Common adverse events (30% or higher) include arthralgia, rash, alopecia, fatigue, photosensitivity reaction, nausea, pruritus, and skin papilloma.1 Cutaneous squamous cell carcinoma and keratoacanthomas have been reported. These tend to occur with a median time of 7 to 8 weeks of therapy and approximately one-third of patients experienced more than one occurrence. Close to 40% of patients required dose modification due to adverse effects.2 Vemurafenib is not recommended in patients with uncorrectable electrolyte abnormalities or long QT syndrome, or for those who are on drugs that may prolong QT interval.1 The drug is a moderate inhibitor of CYP1A2, a weak inhibitor of CYP2D6, and an inducer of CYP3A4. Concomitant use with substrates with narrow therapeutic windows for these isoenzymes is not recommended.1


Vemurafenib is a potent inhibitor of some mutated forms of BRAF, particularly BRAFT V600E. The efficacy and safety of vemurafenib was shown in a Phase 3 randomized trial comparing it with dacarbazine (n = 675).1,2 Patients with unresectable, previously untreated stage IIIC, or stage IV melanoma and positive for BRAF V600 mutation were randomized to vemurafenib (960 mg twice daily) or dacarbazine (1000 mg/m2 intravenously on day 1 every 3 weeks). The efficacy endpoints were overall survival, investigator-assessed progression-free survival, and confirmed investigator-assessed best overall response rate. After a median follow-up of 6.2 months in the vemurafenib group (n = 337) and 4.5 months in the dacarbazine group (n = 338), the number of deaths were 23% and 36%, respectively (hazard ratio [95% CI] 0.44 [0.33,0.59]; P < 0.0001). The hazard ratio for progression-free survival was 0.26 (0.20, 0.33). The confirmed investigator-assessed best overall response rate was 48.4% with vemurafenib compared to 5.5% for dacarbazine.3 Responses were partial as there were two complete responses in the vemurafenib group and none in the dacarbazine group. Seventy-five percent of responses occurred by month 1.6 of treatment. Adverse event related dose modification or interruption occurred in 38% of patients on vemurafenib compared to 16% for dacarbazine. Cutaneous squamous cell carcinoma, keratoacanthoma, or both occurred in 18% of vemurafenib-treated patients.2 Some evidence of acquired clinical resistance to vemurafenib has been reported.4

Clinical Implications

Late-stage melanoma carries a poor prognosis and is the leading cause of death from skin disease with median survival ranging from 8 to 18 months.5 BRAF V600E mutation is found in 50% to 60% of melanoma. Vemurafenib represents an important treatment for this disease in patients with the BRAF mutation. Earlier this year, the FDA approved ipilimumab that also has been shown to improve survival in patients with this disease with previously treated unresectable or metastatic melanoma.

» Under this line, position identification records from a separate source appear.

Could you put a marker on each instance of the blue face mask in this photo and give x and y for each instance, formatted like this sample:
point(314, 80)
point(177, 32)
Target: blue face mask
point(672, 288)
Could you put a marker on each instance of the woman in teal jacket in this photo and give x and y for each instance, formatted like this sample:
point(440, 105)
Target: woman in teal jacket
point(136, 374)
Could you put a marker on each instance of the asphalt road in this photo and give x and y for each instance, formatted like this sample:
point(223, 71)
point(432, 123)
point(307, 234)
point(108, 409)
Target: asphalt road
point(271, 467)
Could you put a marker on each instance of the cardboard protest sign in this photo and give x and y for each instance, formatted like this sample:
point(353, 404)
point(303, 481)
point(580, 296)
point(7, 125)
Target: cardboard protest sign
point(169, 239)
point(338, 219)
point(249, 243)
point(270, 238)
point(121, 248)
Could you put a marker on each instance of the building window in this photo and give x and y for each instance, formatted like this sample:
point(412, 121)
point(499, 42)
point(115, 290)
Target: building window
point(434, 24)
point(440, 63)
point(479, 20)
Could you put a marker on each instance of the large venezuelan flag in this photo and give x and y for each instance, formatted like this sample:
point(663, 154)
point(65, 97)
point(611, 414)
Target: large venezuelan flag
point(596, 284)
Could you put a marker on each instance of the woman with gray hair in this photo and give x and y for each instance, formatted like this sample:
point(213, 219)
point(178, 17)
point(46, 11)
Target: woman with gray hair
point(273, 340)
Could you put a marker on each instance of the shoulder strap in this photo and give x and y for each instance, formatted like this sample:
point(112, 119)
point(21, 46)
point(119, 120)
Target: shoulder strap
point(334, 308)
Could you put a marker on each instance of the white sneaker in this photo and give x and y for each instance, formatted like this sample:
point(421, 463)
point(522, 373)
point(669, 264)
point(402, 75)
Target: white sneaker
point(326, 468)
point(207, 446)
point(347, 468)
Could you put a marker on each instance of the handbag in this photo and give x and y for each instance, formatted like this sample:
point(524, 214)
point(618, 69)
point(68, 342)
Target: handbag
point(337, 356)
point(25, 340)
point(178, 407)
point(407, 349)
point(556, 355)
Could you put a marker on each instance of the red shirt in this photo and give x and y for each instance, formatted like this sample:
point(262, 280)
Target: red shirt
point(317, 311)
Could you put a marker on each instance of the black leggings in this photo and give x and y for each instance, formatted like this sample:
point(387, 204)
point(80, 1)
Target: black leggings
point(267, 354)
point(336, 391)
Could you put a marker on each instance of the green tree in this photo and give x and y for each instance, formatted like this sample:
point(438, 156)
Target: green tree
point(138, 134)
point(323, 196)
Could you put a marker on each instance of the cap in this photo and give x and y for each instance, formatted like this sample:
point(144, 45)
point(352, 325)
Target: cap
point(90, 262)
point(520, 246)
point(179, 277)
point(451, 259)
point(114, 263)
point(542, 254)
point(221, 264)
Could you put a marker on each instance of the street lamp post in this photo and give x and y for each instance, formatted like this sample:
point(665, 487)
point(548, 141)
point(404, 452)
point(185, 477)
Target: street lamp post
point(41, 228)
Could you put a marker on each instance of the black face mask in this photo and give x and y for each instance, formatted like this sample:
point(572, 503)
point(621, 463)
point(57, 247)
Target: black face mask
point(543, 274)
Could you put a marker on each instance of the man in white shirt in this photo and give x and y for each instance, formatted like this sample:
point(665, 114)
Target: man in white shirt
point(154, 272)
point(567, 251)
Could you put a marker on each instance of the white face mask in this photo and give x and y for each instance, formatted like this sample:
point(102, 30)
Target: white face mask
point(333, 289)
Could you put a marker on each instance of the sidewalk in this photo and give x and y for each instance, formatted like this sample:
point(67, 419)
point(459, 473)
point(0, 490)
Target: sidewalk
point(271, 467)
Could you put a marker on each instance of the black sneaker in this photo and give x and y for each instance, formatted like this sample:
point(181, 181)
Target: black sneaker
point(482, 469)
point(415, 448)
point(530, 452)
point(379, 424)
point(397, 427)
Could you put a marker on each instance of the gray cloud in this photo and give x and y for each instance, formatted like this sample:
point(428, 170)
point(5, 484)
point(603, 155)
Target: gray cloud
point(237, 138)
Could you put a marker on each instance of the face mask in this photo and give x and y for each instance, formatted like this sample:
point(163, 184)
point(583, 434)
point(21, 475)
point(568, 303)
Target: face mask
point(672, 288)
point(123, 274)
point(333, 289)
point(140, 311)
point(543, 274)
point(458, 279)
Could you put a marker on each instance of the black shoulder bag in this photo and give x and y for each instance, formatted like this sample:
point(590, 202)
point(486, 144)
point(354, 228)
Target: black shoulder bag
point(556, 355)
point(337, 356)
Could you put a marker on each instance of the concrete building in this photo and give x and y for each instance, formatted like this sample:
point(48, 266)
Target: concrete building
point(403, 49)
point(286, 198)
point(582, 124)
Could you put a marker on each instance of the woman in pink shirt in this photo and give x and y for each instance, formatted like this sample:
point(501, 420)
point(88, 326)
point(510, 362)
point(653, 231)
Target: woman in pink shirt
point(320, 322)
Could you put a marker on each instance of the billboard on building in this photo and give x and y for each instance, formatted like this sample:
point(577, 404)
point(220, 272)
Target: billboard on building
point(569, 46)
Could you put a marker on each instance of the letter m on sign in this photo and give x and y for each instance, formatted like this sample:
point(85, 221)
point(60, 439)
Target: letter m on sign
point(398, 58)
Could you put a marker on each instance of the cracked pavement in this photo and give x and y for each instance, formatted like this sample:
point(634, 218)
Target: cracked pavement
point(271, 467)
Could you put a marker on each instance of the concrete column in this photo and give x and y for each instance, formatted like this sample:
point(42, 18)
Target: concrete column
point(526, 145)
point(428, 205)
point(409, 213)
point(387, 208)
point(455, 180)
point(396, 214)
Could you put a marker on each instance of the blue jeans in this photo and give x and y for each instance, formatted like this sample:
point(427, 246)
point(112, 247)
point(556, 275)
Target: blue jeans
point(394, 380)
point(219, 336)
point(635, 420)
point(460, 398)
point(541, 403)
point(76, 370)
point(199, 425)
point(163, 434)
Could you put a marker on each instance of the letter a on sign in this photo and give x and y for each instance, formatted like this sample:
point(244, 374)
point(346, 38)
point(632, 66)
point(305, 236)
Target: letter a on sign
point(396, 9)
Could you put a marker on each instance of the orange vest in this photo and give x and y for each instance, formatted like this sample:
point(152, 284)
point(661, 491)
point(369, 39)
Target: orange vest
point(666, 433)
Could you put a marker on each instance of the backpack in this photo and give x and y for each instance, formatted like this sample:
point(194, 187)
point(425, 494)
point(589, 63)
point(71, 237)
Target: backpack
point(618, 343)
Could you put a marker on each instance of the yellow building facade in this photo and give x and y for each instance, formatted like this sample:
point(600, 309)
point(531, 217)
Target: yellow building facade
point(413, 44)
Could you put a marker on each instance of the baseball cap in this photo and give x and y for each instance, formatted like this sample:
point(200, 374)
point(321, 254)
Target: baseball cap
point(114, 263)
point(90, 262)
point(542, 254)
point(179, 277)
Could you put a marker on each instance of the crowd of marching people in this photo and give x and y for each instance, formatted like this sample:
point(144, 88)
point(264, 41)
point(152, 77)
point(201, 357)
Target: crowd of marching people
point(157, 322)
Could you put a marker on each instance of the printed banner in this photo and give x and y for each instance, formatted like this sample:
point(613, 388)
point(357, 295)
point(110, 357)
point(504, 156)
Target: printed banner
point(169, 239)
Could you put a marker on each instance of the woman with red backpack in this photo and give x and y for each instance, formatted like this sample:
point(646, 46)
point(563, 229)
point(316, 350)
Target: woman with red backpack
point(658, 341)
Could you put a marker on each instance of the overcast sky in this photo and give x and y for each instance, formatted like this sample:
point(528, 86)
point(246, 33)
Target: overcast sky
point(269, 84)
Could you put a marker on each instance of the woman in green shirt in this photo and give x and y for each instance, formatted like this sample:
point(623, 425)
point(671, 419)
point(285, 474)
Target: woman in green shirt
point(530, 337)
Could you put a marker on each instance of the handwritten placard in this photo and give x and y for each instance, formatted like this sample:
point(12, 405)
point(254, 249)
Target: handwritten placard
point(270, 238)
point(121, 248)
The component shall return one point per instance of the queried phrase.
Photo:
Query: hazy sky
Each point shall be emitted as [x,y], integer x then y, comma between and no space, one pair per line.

1. Zelboraf Prescribing Information. San Francisco, CA: Genentech; August 2011.

2. Chapman PB, et al. Improved survival with vemurafenib in melanoma with BRAF V600E mutation. N Engl J Med 2011;364:2507-2516.

3. Accessed on Sept. 25, 2011.

4. Shi H, et al. Combinatorial treatments that overcome PDGFRB-driven resistance of melanoma cells to V600EB-RAF inhibition. Cancer Res 2011;71:5067-5074.

5. Balch DM, et al. Final version of 2009 AJCC melanoma staging and classification. J Clin Oncol 2009;27:6199-6206.